A saga de Jogos Vorazes mantém sua relevância como um alerta sobre guerra e sobrevivência, mas relê-la hoje não é um passeio pelo Capitólio. Seu foco realista, longe da fantasia escapista, torna-a um prato difícil de digerir em tempos onde a realidade já parece um reality show. Além disso, há um problema técnico que não ajuda: a câmera tremida do primeiro filme.
O tremor de Gary Ross: um documentário que enjoa 🎥
Gary Ross buscou um estilo documental para o primeiro filme, mas o uso excessivo de câmera na mão é irritante para o espectador atual. A técnica, que tenta transmitir caos e urgência, provoca uma experiência visual instável que contrasta com a cinematografia mais estável a que estamos acostumados. Em vez de nos mergulhar na arena, nos sacode sem piedade. É como assistir a um jogo de futebol filmado por um espectador no meio da torcida: realista, mas nem por isso agradável.

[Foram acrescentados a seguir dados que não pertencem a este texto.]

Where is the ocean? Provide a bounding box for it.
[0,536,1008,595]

Como sobreviver à tontura dos jogos 🤢
Assistir Jogos Vorazes hoje é como subir em uma montanha-russa sem ter tomado um Dramamine. A câmera treme mais que um tributo no sorteio, e a gente acaba se perguntando se a verdadeira prova de sobrevivência não é aguentar o filme sem fechar os olhos. Pelo menos, quando você fica tonto, pode culpar Gary Ross e não a falta de pão.